June 21st, 2015
In its ongoing efforts to thwart the AIDS epidemic, the Government announced exemption of custom import duties for certain antiretroviral drugs and kits. At least a third of the 2.1 million afflicted with the ailment depend entirely on distribution of these free drugs provided by state-run centres, but many face shortage or stock outs of their daily medication for months. With this welcome step, the import of raw materials required for their manufacture under the national programme will be much cheaper.
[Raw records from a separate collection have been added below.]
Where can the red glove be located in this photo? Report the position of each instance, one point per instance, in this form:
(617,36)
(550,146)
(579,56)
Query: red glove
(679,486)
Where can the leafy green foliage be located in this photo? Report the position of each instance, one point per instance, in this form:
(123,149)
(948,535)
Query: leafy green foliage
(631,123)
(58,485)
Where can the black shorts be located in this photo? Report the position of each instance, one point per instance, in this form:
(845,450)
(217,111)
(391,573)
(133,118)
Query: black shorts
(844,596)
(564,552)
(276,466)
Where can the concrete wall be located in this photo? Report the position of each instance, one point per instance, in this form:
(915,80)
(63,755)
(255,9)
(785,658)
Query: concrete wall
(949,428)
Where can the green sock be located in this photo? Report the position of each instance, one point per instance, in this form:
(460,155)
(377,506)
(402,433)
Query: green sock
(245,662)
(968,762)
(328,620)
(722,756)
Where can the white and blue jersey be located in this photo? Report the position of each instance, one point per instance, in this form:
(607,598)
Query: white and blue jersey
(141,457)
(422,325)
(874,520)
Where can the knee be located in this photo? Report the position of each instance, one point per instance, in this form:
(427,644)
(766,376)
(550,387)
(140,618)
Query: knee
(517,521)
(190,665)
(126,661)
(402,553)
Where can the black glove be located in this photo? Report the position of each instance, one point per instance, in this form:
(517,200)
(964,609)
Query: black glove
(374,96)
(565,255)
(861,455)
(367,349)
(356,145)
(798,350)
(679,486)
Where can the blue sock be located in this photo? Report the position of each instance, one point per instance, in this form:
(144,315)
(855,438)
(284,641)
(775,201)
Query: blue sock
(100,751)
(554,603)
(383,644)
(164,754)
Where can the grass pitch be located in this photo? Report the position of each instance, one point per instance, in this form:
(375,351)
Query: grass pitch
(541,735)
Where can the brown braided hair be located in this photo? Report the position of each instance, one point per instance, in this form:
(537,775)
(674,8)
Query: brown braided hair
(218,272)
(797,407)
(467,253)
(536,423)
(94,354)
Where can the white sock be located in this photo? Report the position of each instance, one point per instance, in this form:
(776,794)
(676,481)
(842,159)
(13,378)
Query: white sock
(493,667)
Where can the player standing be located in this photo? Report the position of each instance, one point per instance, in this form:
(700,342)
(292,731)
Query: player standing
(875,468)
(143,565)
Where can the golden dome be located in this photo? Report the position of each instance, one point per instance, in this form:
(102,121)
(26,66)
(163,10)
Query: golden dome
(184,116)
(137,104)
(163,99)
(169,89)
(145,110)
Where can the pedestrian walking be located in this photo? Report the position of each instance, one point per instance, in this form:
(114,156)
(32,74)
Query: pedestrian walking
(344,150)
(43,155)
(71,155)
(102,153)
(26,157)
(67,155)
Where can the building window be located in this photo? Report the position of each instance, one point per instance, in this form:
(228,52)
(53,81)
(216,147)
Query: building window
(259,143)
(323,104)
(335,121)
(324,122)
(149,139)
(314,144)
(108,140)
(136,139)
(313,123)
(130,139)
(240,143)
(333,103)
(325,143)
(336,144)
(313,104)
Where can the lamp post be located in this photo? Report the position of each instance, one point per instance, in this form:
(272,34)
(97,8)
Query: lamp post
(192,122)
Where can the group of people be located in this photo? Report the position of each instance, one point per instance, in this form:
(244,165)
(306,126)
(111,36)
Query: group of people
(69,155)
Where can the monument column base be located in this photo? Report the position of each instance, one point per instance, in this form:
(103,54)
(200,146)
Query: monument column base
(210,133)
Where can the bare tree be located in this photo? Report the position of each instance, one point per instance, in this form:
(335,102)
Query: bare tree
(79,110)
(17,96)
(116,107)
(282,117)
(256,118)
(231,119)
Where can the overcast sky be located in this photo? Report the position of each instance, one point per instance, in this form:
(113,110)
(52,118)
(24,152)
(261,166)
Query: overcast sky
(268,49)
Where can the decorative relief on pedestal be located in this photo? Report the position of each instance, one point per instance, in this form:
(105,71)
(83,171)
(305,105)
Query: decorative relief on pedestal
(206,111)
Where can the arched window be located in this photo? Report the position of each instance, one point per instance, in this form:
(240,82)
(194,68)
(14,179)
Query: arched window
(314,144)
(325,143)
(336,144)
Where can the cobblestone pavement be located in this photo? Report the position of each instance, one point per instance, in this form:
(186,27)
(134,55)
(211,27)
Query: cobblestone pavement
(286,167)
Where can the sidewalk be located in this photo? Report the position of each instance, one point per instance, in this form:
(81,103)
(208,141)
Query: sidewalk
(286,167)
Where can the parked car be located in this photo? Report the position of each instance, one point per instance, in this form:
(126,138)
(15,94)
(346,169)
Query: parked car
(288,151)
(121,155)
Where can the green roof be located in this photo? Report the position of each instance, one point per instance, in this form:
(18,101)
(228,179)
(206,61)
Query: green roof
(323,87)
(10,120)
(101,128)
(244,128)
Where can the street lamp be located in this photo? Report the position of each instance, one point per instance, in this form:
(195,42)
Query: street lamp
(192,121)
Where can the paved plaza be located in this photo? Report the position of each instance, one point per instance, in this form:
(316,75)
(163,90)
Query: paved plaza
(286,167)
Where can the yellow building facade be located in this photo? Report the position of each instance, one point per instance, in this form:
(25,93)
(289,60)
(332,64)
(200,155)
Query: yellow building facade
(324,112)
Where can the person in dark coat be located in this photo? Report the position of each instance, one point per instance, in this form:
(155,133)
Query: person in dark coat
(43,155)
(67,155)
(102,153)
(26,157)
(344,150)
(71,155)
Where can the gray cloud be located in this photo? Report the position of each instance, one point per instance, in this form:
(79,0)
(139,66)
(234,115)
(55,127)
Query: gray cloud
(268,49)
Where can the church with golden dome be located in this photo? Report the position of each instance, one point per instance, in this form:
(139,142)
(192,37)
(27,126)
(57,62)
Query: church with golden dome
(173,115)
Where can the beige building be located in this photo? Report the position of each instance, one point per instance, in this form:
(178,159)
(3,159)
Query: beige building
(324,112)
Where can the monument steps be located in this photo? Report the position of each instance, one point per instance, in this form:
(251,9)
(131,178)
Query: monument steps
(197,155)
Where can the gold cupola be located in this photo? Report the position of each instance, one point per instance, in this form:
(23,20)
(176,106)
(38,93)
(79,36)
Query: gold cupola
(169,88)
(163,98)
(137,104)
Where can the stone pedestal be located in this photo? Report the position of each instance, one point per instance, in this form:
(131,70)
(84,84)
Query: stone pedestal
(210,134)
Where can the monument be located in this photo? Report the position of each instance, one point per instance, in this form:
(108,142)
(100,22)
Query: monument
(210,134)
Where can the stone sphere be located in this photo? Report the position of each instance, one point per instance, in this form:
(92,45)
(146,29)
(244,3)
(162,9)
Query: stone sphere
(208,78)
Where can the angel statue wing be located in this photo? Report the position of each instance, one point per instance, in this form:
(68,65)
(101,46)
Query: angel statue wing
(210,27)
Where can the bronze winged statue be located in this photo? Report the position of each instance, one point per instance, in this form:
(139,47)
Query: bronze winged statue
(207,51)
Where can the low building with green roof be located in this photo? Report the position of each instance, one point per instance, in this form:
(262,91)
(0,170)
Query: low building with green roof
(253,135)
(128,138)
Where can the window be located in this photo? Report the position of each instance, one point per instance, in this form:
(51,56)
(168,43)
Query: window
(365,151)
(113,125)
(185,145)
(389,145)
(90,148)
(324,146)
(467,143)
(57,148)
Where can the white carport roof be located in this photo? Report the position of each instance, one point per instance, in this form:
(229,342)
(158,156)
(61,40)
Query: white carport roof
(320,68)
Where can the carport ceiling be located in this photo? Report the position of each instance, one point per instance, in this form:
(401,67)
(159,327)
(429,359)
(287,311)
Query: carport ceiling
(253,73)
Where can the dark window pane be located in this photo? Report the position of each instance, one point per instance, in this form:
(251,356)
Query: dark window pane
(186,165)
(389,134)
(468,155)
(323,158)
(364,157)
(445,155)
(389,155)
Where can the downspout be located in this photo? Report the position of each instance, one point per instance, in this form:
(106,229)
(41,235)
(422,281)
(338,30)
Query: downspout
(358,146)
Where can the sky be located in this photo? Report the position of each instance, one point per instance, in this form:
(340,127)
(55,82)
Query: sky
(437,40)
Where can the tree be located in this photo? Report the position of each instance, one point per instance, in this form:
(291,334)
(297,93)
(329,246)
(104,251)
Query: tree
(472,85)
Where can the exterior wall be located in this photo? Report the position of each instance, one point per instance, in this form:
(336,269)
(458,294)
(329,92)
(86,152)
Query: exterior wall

The lack of restrictions will be in effect till March 31, 2016, said the notification issued by the Central Board of Excise and Customs. This would benefit Adult first line, Adult second line and Pediatric Antiretroviral drugs, as well as ‘Cluster of Differentiation (CD) 4 Kits/ Reagents, HIV-DNA-PCR Kits for DNA Testing of Early Infant Diagnostics, Viral Load Kits, CD4 Machines and Viral Load Machines’. The importer will also have to produce a certificate that the goods are required for the National AIDS Control Programme funded by Global Fund to fight AIDS, TB and Malaria.
According to Reuters data, the AIDS control programme had been in disarray following the recent change in distribution of federal funds. Construction of clinics in rural areas was also delayed, with health workers eventually quitting. Lack of participation by local drug manufacturers, in procuring drugs as per the National AIDS Control Organisation tenders, made matters worse. In the meantime, Industry insiders cite delayed tender approvals, supply bottlenecks and late payments, as well as poor coordination between the central and state governments for the interruption.
Antiretroviral drugs sold in the open market are expensive, and the government is expected to add more drugs under cover of price control by including them in the national list of essential medicines to render them affordable.